# US election speech dataset
This is a dataset from Kaggle. You can see the detail of this dataset from [Kaggle: US Election 2020 - Presidential Debates](https://www.kaggle.com/headsortails/us-election-2020-presidential-debates)

I will try to do the following tasks:
   - [x] find the speed of speech
   - [ ] find the most frequent word
   - [ ] find the attitude toward the debating topic
   - [ ] train a RNN to translate the debate to other language

In [1]:
from IPython.core.interactiveshell import InteractiveShell
InteractiveShell.ast_node_interactivity='all'

In [2]:
# import related packages 
import pandas as pd
import numpy as np

In [3]:
# import the data
df = pd.read_csv('../Data/US election speech/us_election_2020_1st_presidential_debate.csv')

In [4]:
# perform a check on data shape and quality
df.info()
df.shape
df.head(10)
df.tail(10)

<class 'pandas.core.frame.DataFrame'>
RangeIndex: 789 entries, 0 to 788
Data columns (total 3 columns):
speaker    789 non-null object
minute     788 non-null object
text       789 non-null object
dtypes: object(3)
memory usage: 18.6+ KB


(789, 3)

Unnamed: 0,speaker,minute,text
0,Chris Wallace,01:20,Good evening from the Health Education Campus ...
1,Chris Wallace,02:10,This debate is being conducted under health an...
2,Vice President Joe Biden,02:49,"How you doing, man?"
3,President Donald J. Trump,02:51,How are you doing?
4,Vice President Joe Biden,02:51,I’m well.
5,Chris Wallace,03:11,"Gentlemen, a lot of people been waiting for th..."
6,President Donald J. Trump,04:01,"Thank you very much, Chris.
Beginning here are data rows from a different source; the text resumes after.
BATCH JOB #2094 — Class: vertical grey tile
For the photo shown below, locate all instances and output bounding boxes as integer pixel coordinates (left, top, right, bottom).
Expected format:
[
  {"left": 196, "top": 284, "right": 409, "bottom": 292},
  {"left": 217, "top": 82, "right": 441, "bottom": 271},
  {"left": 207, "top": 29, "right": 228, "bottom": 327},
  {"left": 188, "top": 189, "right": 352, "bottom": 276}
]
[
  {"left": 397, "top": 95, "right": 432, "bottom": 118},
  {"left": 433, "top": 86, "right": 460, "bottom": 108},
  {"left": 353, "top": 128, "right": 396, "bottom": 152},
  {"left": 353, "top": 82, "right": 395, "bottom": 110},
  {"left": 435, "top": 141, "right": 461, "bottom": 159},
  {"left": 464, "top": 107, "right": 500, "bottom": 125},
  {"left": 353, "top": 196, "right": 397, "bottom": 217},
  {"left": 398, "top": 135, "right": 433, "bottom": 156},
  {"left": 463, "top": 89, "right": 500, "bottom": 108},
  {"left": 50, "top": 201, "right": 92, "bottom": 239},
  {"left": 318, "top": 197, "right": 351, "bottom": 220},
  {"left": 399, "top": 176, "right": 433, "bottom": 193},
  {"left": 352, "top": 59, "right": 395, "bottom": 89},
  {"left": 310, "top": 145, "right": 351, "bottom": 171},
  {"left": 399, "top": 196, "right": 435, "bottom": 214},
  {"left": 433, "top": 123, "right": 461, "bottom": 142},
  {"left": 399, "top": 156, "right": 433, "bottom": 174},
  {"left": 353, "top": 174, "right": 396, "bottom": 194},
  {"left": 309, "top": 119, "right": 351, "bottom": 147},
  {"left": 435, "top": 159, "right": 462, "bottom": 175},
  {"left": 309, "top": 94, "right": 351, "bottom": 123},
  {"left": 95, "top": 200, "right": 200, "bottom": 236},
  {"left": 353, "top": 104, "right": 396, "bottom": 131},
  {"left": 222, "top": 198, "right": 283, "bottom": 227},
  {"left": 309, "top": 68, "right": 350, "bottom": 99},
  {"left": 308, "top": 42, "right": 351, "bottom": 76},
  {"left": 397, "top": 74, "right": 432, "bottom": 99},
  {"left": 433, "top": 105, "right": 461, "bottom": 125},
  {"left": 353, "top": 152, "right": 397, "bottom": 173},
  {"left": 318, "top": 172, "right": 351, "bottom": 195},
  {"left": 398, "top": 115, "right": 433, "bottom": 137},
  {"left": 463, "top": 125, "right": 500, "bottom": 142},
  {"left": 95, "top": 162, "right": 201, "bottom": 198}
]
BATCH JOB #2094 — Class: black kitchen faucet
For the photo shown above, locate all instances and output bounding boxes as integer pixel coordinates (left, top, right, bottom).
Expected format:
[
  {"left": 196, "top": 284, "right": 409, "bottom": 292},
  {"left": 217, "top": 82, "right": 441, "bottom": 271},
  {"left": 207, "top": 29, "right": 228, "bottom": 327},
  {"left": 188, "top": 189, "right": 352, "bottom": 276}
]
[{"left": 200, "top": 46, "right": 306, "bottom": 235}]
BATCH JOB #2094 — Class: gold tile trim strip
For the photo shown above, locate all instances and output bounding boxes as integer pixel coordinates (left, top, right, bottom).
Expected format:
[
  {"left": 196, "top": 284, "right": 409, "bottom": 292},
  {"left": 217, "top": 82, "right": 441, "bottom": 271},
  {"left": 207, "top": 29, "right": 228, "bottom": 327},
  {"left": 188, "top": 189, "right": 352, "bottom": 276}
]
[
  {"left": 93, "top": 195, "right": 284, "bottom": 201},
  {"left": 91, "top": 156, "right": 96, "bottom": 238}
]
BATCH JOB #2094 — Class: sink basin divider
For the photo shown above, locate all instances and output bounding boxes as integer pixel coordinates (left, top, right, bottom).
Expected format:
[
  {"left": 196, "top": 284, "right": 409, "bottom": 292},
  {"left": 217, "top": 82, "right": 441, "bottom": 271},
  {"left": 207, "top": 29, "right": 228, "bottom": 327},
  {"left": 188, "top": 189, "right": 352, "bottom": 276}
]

I will tell you ve..."
7,President Donald J. Trump,04:53,And we won the election and therefore we have ...
8,Chris Wallace,05:22,"President Trump, thank you. Same question to y..."
9,Vice President Joe Biden,05:29,"Well, first of all, thank you for doing this a..."


Unnamed: 0,speaker,minute,text
779,Vice President Joe Biden,01:09:30,Yes. And here’s the deal. We count the ballots...
780,President Donald J. Trump,01:10:07,It’s already been established. Take a look at ...
781,Chris Wallace,01:10:10,I asked you. You had an opportunity to respond...
782,Vice President Joe Biden,01:10:15,He has no idea what he’s talking about. Here’s...
783,President Donald J. Trump,01:10:41,I want to see an honest ballot cut-
784,Chris Wallace,01:10:43,"Gentlemen, just say that’s the end of it [cros..."
785,President Donald J. Trump,01:10:47,I want to see an honest ballot count.
786,Chris Wallace,01:10:48,We’re going to leave it there-
787,President Donald J. Trump,01:10:49,And I think he does too-
788,Chris Wallace,01:10:50,… to be continued in more debates as we go on....


In [5]:
# check for missing values
df.isnull().sum()

df['minute'][df['minute'].isnull()]

df.iloc[177:182,:]

df.iloc[179,2]

speaker    0
minute     1
text       0
dtype: int64

179    NaN
Name: minute, dtype: object

Unnamed: 0,speaker,minute,text
177,Vice President Joe Biden,24:03,His own CDC Director says we could lose as man...
178,President Donald J. Trump,24:25,"You don’t trust Johnson & Johnson, Pfizer?"
179,Chris Wallace:,,"Okay, gentlemen, gentlemen. Let me move on to ..."
180,President Donald J. Trump,00:15,"Well, I’ve spoken to the companies and we can ..."
181,Vice President Joe Biden,00:22,God.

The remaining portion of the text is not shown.